Here are three of the four chicks. The other was being naughty and hanging out in the other pen. Another few days and they won't be able to fit through the 2 inch wire. The shy one in the middle is my favorite. I think it is another Speckled Sussex. My money is on the yellow-legged one on the right being a boy. The one on the left is a funny looking kid. There are partridge patterns, laced patterns and speckling. Number Two (who I inherited from Jaime) is most likely the father of these three. Although Lefty could be a Speckled Sussex hen and Rufus, the Golden Laced Wyandotte. The AWOL Chick is black, like its mother.
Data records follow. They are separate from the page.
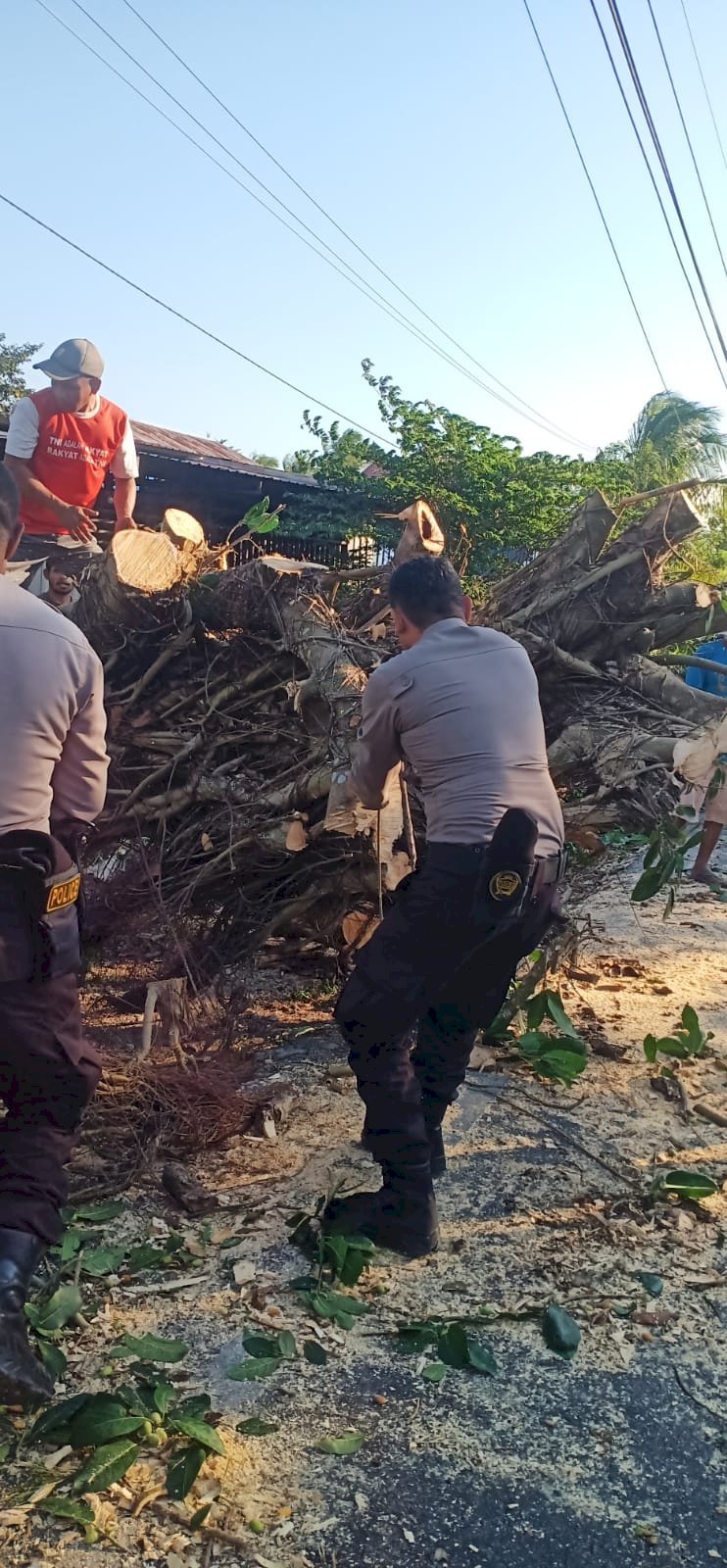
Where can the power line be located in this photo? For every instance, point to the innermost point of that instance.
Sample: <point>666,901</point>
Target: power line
<point>329,219</point>
<point>687,133</point>
<point>606,46</point>
<point>368,289</point>
<point>703,83</point>
<point>195,325</point>
<point>594,195</point>
<point>641,96</point>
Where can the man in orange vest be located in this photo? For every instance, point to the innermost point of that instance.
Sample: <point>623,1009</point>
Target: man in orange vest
<point>62,444</point>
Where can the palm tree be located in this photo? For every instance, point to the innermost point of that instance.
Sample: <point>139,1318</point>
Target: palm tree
<point>676,439</point>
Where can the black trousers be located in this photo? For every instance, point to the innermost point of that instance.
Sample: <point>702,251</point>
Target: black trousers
<point>47,1076</point>
<point>411,976</point>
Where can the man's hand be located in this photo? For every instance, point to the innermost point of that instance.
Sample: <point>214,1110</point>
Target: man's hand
<point>78,521</point>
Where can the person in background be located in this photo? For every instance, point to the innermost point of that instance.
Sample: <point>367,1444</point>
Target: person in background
<point>62,444</point>
<point>52,786</point>
<point>62,576</point>
<point>715,682</point>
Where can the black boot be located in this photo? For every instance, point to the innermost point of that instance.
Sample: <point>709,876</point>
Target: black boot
<point>23,1379</point>
<point>402,1215</point>
<point>437,1157</point>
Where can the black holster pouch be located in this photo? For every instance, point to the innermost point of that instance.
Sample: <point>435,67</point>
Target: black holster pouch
<point>39,888</point>
<point>508,869</point>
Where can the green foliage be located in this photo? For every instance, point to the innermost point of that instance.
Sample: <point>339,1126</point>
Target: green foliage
<point>149,1348</point>
<point>664,858</point>
<point>13,383</point>
<point>496,504</point>
<point>113,1429</point>
<point>546,1037</point>
<point>344,1446</point>
<point>688,1040</point>
<point>559,1330</point>
<point>684,1184</point>
<point>492,501</point>
<point>453,1346</point>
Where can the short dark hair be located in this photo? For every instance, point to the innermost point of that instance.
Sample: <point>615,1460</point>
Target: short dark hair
<point>10,501</point>
<point>426,588</point>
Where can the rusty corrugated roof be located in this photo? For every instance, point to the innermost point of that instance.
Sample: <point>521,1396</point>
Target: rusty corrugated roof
<point>154,439</point>
<point>160,439</point>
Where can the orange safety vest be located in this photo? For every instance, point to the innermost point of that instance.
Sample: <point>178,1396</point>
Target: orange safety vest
<point>73,457</point>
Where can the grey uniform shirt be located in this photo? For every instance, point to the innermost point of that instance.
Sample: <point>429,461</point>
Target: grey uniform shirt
<point>52,721</point>
<point>462,710</point>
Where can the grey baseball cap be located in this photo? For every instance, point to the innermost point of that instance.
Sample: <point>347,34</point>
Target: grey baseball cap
<point>77,357</point>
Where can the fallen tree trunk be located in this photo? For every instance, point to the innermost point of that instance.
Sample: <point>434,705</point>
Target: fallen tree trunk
<point>234,705</point>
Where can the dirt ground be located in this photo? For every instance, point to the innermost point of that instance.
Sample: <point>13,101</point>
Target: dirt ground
<point>614,1455</point>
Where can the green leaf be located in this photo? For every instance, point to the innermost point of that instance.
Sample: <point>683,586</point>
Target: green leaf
<point>434,1372</point>
<point>536,1008</point>
<point>101,1424</point>
<point>253,1427</point>
<point>649,885</point>
<point>685,1184</point>
<point>267,527</point>
<point>165,1396</point>
<point>71,1244</point>
<point>146,1256</point>
<point>60,1309</point>
<point>99,1212</point>
<point>651,1048</point>
<point>199,1517</point>
<point>182,1473</point>
<point>559,1330</point>
<point>199,1432</point>
<point>55,1418</point>
<point>195,1405</point>
<point>348,1256</point>
<point>453,1346</point>
<point>149,1348</point>
<point>334,1305</point>
<point>261,1346</point>
<point>315,1353</point>
<point>557,1011</point>
<point>102,1259</point>
<point>653,1283</point>
<point>107,1465</point>
<point>68,1509</point>
<point>52,1358</point>
<point>481,1358</point>
<point>415,1338</point>
<point>350,1445</point>
<point>254,1368</point>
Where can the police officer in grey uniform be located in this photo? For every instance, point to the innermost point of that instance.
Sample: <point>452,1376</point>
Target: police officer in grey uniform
<point>460,705</point>
<point>52,784</point>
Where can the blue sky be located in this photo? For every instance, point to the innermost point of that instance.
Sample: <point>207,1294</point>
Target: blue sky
<point>433,135</point>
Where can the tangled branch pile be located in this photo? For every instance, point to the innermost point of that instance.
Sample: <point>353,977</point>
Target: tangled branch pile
<point>234,698</point>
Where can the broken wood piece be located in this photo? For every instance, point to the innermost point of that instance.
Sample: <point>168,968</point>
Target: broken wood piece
<point>183,530</point>
<point>187,1191</point>
<point>168,1000</point>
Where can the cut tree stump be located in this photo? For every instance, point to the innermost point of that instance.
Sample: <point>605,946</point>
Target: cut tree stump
<point>135,587</point>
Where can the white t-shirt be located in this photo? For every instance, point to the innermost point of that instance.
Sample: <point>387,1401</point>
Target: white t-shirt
<point>24,428</point>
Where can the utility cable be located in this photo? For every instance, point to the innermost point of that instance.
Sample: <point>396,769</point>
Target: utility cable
<point>687,133</point>
<point>594,195</point>
<point>703,83</point>
<point>606,46</point>
<point>368,289</point>
<point>641,96</point>
<point>214,337</point>
<point>329,217</point>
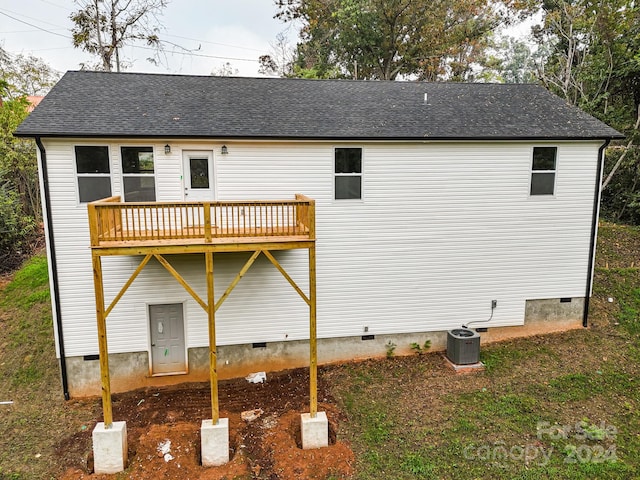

There are only 3 more days until hatch. Broody #2 has been at it through all this heat. We are keeping fingers crossed for more chicks and maybe another Speckled Sussex or two. I know there is one Ameracuana egg (I've only one hen left), so maybe a green egg layer will hatch.
While I do like this method, I am still planning on a big order this coming spring. I skipped it this year. With an eye on the egg market, I'm thinking more Ameracaunas, a few more Black Australorps and some Barnevelders for variety in egg color. The Australorps just lay like crazy and both of the broody hens are offspring of my two Australorp hens and Rufus. Come to think of it, maybe I'll add a few more Wyandottes to the flock. Stop me now, please.